The Japanese matsuri always involves several hundred members of the community pulling a decorated float, where several important memebers of the community sit, to the nearest shrine. The start point is usually quite far away from the shrine that the float is meant to end up at, and so it is not unusual that this portion of the festival lasts the majority of the day.
The pullers themselves are divided into several groups indicated by the color of their uniform. You can also see people are wearing the blue jackets with the red writing on their backs, those are the coordinators who make sure everyone is on the same page when it comes to when to pull and when to stop. Theese people shout SEI!!! NO!!! to keep everyone pulling at the same time too!
This mini float is pulled along with the noise making group, which follows closely behind the main float. They mainly use flutes, but the music they were making just sounded like random garbled mess, sorry. Nonetheless, these people seem popular, as the crowd cheers when they show up.
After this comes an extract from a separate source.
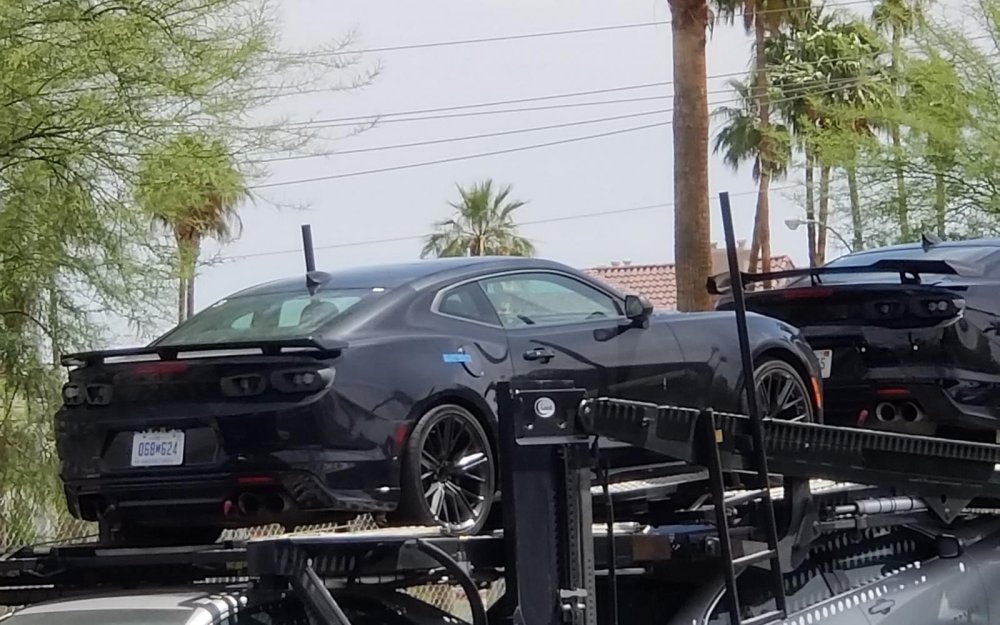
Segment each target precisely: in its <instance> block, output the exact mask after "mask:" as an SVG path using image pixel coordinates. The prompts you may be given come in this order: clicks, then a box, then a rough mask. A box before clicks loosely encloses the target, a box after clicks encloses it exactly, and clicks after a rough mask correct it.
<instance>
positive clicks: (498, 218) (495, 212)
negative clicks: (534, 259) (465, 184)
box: [420, 180, 535, 258]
These guys dressed in pink bunch up at the back of the float. The float doesn’t come with turnable front wheels, so the job for these guys is to shout SEI NO!! lift the float up together, reorientate the float in the right direction, and let it down without gettin the people sitting up on top too pissed :P. They also help push when the terrain gets rough.
Who says Japan is short on little kids! There were approximately 100 kids attending this festival. They travel at the front of the groups that are pulling, so they fulfill a sort of symbollic role without being in danger of getting crushed by adults who are actually pulling as hard as they can.
Approximately every 20-30 minutes, the float stops and is turned 90 degrees. Then all the pullers gather around in a circle and perform some sort of ritual dance where they sing and take turns running into the middle of the circle and bump into each other. Then they fall over and laugh… I haven’t figured out why they do this lol.
For the old men who can’t participate, they get to fulfill the glamarous job of documentation. For some reason, old men in Japan tend to carry multiple DSLRs on them at a given time. The old man in the forground of my picture has the DSLR he is holding onto, which is a D80, a cheaper D60, and a telescoping lens as well. From those 3 things that I could see, that alone was over $1500 USD of camera equipment. He also has that tripod off to the side that’s another $50 dollars. I guess if you don’t know your cameras, you’d never guess he was holding a small fortune on him.
Homestretch! The float rolls home to the shrine and people get ready for the festivities that follow! Aka lunch :P. Except the line is hell….
Unfortunately, this festival didn’t have the usual anime fair of game booths, snacks, prize booths and what not… It did have the atmosphere though. I still want to go to one of those, time to continue my search! I also apologize for the poor pictures. The weather just never lets up, it’s always either raining or overcast :(. The material doesn’t seem as grand as what I usually report, but I thought it was interesting because it happened so close to where I live.